2016.7.17 日曜日 研究所
僕のこと、はじめから知ってたんだな?
久方が助手、結城に向かって問いかけていた。
奈々子っていう人のために僕を探して、それで神戸に現れたんだ?
そうだよね?
朝のピアノ演奏を邪魔された助手は、不快感をあらわにして、
関係ない。
と言い、またピアノを弾き始めた。幻想即興曲を、乱暴に。久方は隣でしばらくわめいていたが、そのうち音に耐えられなくなって1階に逃げた。

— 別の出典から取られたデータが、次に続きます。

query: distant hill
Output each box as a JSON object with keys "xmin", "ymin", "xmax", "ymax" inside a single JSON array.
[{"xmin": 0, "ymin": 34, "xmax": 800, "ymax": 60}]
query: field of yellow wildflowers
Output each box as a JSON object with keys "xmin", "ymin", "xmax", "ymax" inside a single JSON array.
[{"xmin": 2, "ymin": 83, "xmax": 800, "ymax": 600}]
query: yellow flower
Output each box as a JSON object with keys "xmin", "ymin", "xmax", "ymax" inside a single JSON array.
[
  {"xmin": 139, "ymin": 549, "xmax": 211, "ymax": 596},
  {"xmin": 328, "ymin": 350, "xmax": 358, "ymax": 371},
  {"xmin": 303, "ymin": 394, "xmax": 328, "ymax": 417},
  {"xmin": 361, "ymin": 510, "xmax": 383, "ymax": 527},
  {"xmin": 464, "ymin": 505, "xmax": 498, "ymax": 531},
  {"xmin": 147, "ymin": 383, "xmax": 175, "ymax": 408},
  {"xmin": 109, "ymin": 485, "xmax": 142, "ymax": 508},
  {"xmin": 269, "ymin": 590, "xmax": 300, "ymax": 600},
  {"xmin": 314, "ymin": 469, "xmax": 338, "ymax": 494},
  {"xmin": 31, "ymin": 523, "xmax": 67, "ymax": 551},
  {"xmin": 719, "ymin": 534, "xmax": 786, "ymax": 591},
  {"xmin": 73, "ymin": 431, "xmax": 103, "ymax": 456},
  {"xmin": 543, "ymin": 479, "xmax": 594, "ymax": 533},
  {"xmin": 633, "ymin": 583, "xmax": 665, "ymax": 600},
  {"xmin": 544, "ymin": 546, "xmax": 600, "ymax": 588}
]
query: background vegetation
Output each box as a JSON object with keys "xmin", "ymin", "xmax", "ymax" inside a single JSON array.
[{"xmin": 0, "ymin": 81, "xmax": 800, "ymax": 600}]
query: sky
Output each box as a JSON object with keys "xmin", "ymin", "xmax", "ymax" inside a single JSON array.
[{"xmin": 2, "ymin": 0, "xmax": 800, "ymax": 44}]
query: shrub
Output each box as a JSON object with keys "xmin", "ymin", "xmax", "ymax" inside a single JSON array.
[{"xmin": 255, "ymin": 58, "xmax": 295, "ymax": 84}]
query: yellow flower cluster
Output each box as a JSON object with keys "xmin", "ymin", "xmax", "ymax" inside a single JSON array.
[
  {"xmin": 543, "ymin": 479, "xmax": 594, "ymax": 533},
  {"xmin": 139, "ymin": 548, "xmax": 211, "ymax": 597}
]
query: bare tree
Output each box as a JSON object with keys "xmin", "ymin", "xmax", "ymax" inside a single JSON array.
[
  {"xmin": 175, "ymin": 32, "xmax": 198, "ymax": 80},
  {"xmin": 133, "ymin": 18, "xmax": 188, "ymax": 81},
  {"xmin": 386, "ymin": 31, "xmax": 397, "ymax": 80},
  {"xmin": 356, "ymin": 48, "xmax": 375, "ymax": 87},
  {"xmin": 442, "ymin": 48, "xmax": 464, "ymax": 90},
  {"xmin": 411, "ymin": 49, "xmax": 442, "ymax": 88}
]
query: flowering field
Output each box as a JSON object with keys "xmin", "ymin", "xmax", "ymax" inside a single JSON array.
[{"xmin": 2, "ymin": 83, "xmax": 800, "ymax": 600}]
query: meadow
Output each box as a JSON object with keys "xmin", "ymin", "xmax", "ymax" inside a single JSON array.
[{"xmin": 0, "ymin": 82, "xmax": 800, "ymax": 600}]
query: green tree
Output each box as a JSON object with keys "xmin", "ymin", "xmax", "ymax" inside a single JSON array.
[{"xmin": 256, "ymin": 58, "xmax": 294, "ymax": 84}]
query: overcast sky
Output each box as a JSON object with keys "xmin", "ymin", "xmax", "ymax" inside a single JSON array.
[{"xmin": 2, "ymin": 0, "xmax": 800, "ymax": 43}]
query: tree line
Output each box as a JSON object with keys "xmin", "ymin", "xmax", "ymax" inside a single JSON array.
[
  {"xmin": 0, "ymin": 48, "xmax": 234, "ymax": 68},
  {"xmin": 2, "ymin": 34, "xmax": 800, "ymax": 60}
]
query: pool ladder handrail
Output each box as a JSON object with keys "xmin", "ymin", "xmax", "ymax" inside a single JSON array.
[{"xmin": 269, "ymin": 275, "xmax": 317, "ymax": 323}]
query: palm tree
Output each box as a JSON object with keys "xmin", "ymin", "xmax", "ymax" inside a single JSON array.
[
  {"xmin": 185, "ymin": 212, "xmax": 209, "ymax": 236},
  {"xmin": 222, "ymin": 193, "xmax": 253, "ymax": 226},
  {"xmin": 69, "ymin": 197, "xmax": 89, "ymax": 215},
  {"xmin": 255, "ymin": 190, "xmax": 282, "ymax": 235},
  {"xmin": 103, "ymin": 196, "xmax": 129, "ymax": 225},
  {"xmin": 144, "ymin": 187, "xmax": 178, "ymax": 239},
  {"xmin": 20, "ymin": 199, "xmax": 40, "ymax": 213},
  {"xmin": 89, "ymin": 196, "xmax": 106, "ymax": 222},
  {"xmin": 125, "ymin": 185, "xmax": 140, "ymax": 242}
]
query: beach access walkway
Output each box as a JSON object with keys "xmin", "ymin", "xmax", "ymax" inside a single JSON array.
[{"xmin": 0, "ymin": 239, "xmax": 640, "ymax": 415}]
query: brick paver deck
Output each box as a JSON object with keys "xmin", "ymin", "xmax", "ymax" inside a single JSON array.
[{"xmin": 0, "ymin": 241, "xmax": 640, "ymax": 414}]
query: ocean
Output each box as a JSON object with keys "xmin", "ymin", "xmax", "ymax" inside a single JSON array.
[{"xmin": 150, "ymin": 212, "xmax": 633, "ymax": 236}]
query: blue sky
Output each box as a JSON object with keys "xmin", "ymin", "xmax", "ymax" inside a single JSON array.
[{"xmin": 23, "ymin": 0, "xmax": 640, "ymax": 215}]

一昨日からずっとこの調子だった。久方が『奈々子』という子の話を聞こうとすると、『知らん』『関係ない』と言ってピアノに逃げてしまう。よほど話したくないことがあったに違いない。
まさか結城が、あの、よく夢に出てくる女の子の知り合いだったなんて。彼女がどうして亡くなったのか、久方は知りたかった。幽霊になっているのだから、もう死んでいるに決まっている。高谷修平もそう言っていた。『あなたを助けようとした』。『助けた』ではなく『助けようとした』と言うのだ、おそらく彼女は失敗した。そして死んだ。
彼女が死んだのは、自分のせいだ。
久方が恐れているのはそこだった。しかし、助手は答えてくれない。仕方ないので、朝に合わないショパンを聞きながら朝のコーヒーを飲み、残っている入力を済まそうとした。しかし、どうにも集中できない。
自分の過去に関わりのある人が、まわりに集まりすぎている。
偶然にしてもおかしい。
これが『あの人』の仕業だったとしたら?
久方はそれを考えると恐ろしくなってきた。
なぜ北海道に戻って来た?
助手に何度も尋ねられた。もしかして、このためだったのでは?いや、そんなはずはない。自分はただ一人になりたかっただけだ。そしたら、たまたまこの場所を紹介された。それだけだ。
でも。
みんながあの人を探してる。
みんながあの人のことを僕に聞きたがる。
何も覚えてないのに。
同じことを繰り返し考え続けながら、午前は過ぎていった。
午後3時。天井から響いてくる『水の戯れ』に呼応するように、外では雨が降り出した。同じ頃に早紀がやってきて、テーブルの上に学校祭のチラシを置いた。
とうとう明日です!
もちろん来てくれますよね?
早紀がニヤッと笑った。久方は気が進まなかった。町の人がたくさん来るからだ。また別人の仲間に会ってしまうかもしれない。それでなくても人は苦手なのに。
返事に迷っている間に、早紀は弾んだ声でプログラムの説明をした。
うちのクラスはたこ焼き屋とレストランなんです。ヨギナミのレストランから食事提供されているし、コーヒーは松井カフェですから味は確かですよ。3年生は寸劇をやるそうですが、ホラーなので怖いかもしれません。体育館では一般の人も入ってフリーマーケットがあります。買い物が好きな人はこれがメインだと思ってるみたいです。あ、そうそう、晴れてたら、夜に花火まであげちゃうんです。予算は町から出てるそうです。もう学校祭じゃなくて、町の祭りみたいですね。
早紀は一気にしゃべってからコーヒーを飲み、
あ、所長の分のお昼はもう予約しちゃいました!
と、にこにこしながら付け足した。
予約されちゃってるのかぁ。
久方は横目でつぶやいた。もう行くしかなさそうだ。
それから早紀は天井を見上げた。ピアノ狂いはまだ水と戯れている。いや、この弾き方だと、水を汚しているようにしか聴こえない。早紀があいかわらず助手ばかり気にしているのは嫌だが、それよりも今の久方は、明日という難関をどう乗り切るかで頭がいっぱいだった。町の人の存在は、彼にとっては恐怖なのだ。
早紀が機嫌よく帰っていった後、助手が2階から下りてきて、テーブルの上のチラシを見て、
ふーん。
とだけ言って、ソファーに座ってテレビを見始めた。
学校祭、行くの?
久方は一応聞いてみた。
行くわけないだろ。
助手は言ってから振り返り、久方をにらんだ。
お前は行けよ。
少しは町の人と付き合え。
それからテレビに顔を向け直し、黙った。久方は散歩に行くことにした。長靴を履き、傘をさして外を歩いた。この雨はしばらく続きそうだ。明日の花火は無理だろうなと久方は思った。それから、
いっそ洪水にでもなって、学校祭がなくなればいいのに。
と、大嫌いな平岸あかねのようなことを、夕方いっぱい考え続けた。